KGI Applauds Introduction of State Legislative Provisions Aimed at Creating Better Algorithmic Feeds
Provisions in a new bill introduced in Alabama would advance transparency and user control in algorithmic feeds on social media platforms, reflecting key recommendations from KGI’s Better Feeds guidelines. The legislation signals a shift beyond existing “addictive feeds” approaches toward algorithms designed to promote long-term user value.
As state legislatures begin their 2026 sessions across the country, the Knight-Georgetown Institute (KGI) is encouraged to see new legislative ground being broken on algorithmic feeds. In Alabama, State Representative Ben Robbins has introduced House Bill 171 (HB 171), which contains a novel and forward-looking approach to governing algorithmic feeds that includes provisions that go beyond “addictive feeds” bills that were enacted in New York and California last year.
HB 171 advances policy around online algorithms in two important respects, both of which we recommend in our Better Feeds report and model bill: transparency and user control.
Transparency: HB 171 would require social media platform operators to publicly disclose a description of each algorithmic system on its platform, each source of input to the algorithmic system on its platform, and the weights used (in aggregate) to determine the relative contributions of each input. To our knowledge, this is the strongest transparency measure aimed at making algorithmic parameters understandable that has been proposed anywhere in the country.
Requiring disclosure of the complete set of inputs and aggregated weights – numeric settings that determine how much each input factors into the algorithm – would allow the public and independent experts to understand whether and how platforms are seeking to maximize users’ attention by relying on clicks, likes, shares, and other engagement signals most heavily.
User control: HB 171 would require that users be allowed to unambiguously communicate their preferences about the types of items they want to see blocked or recommended on social media platforms, and to have those preferences honored. Too often, users choose to “hide” or “show more” of something they see on social media – and see no change in their experience.

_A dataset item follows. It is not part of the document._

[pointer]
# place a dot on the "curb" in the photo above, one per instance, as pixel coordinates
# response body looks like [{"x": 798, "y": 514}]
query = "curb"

This provision aims to fix that.
HB 171 reflects a growing recognition among policymakers that AI-powered algorithmic recommender systems play a powerful role in shaping what people see, read, and watch online – and that these systems often prioritize short-term engagement over long-term user value and well-being. Lawmakers have the opportunity to incentivize better design of these systems on social media and across the online ecosystem including search, gaming, and online advertising.
Many policy responses have framed the issue as a false choice between engagement-optimized feeds and chronological or non-personalized feeds. As Better Feeds makes clear, there is an alternative: algorithms that put users first by prioritizing long-term user value over short-term attention maximization.
In addition to transparency and meaningful user controls, Better Feeds also highlights the need for user defaults and assessments of long-term impact. While HB 171 represents a significant step forward, policymakers have opportunities to build on this foundation by ensuring that platforms provide recommender system defaults designed to serve users’ long-term interests – especially for minors – and to continuously test and disclose the effects of algorithmic changes through extended “holdout” experiments that exempt a group of users from design changes for 12 months or more. The Better Feeds model bill lights the path towards these improvements.
“The transparency and user choice provisions in HB 171 reflect meaningful moves toward algorithmic governance that puts users’ interests front and center,” said Alissa Cooper, Executive Director of the Knight-Georgetown Institute. “By pairing strong transparency requirements with enhanced user control, Representative Robbins’ bill aligns with components of the Better Feeds framework that promote systems that deliver long-term value for users.”